End-to-end transformer-based detection with density-guided query selection for small objects

Abstract

Small object detection remains a persistent challenge in transformer-based detectors due to their limited localization precision and reliance on fixed query mechanisms. In this paper, we propose Hybrid Density-Transformer (HyDeTr), a novel transformer-based object detection framework designed to improve the detection of small and densely packed objects with only a slight trade-off in inference complexity.

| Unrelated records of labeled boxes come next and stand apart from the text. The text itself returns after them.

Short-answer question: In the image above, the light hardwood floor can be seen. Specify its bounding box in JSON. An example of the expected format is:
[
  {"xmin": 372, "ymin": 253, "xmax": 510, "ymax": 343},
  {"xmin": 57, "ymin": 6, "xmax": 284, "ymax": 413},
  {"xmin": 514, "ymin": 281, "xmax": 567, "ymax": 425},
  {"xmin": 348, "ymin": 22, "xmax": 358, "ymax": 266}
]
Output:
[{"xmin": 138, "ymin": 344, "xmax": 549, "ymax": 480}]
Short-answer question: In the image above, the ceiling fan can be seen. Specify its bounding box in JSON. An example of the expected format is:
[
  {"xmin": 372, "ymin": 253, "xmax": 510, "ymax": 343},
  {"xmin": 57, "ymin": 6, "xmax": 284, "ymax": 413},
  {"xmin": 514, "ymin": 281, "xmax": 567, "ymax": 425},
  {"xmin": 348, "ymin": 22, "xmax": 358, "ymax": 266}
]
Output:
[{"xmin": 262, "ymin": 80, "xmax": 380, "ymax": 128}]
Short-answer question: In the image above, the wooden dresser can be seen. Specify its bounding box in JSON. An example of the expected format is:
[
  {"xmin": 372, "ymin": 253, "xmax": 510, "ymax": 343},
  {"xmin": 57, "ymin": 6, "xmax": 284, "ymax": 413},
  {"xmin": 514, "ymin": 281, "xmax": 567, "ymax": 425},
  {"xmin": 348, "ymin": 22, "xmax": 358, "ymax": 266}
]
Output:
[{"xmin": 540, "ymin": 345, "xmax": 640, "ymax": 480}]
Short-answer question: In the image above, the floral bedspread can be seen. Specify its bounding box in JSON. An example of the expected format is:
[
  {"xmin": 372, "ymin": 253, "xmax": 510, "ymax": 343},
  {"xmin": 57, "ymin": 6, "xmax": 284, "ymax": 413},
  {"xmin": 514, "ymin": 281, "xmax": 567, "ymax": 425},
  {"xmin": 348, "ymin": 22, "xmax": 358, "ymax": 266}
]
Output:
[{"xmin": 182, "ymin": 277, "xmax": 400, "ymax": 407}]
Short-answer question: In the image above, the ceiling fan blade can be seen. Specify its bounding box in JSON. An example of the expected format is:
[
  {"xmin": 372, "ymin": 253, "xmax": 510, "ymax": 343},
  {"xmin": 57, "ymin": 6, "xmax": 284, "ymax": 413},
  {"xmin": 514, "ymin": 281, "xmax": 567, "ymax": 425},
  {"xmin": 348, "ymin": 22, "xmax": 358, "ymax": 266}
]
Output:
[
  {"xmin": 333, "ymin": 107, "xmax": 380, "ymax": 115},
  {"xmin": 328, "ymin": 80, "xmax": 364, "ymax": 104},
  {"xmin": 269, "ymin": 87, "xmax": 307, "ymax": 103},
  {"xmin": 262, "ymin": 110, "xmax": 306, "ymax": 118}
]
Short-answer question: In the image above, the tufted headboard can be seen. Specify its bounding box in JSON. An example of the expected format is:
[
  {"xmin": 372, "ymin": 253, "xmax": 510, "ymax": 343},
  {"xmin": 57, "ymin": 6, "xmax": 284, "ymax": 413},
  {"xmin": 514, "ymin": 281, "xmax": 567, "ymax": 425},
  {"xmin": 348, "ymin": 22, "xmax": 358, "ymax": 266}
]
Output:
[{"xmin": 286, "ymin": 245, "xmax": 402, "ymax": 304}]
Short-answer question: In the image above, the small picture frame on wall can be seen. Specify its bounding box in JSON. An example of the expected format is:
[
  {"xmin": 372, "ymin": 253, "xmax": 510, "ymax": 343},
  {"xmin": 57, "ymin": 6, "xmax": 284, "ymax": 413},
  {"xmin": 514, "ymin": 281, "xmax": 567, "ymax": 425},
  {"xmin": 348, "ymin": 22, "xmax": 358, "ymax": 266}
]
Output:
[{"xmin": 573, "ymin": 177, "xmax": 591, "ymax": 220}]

HyDeTr introduces several key innovations: (1) a Context-Selective Hybrid Attention Encoder (CS-HAE) that distills global context from low-resolution features through efficient kernelized attention while preserving local detail via deformable attention on higher-resolution maps; (2) a Density Map Prediction module that generates a spatial prior highlighting high-object-density regions, facilitating focus on crowded scenes; (3) a Density-Guided Uncertainty-Minimal Query Selection strategy that identifies the most informative query locations based on both classification confidence and predicted density, ensuring that even low-confidence small objects in dense areas are effectively queried; and (4) an improved Query Formulation with dual embeddings, consisting of a content embedding and a 4D anchor box, refined iteratively by the decoder. Our design enables precise, density-aware query initialization and scale adaptation, leading to improved recall and accuracy for small objects. Extensive evaluations demonstrate that HyDeTr outperforms existing methods in detecting small objects, offering significant accuracy gains with only a modest increase in inference complexity, thereby maintaining near real-time performance and full end-to-end trainability.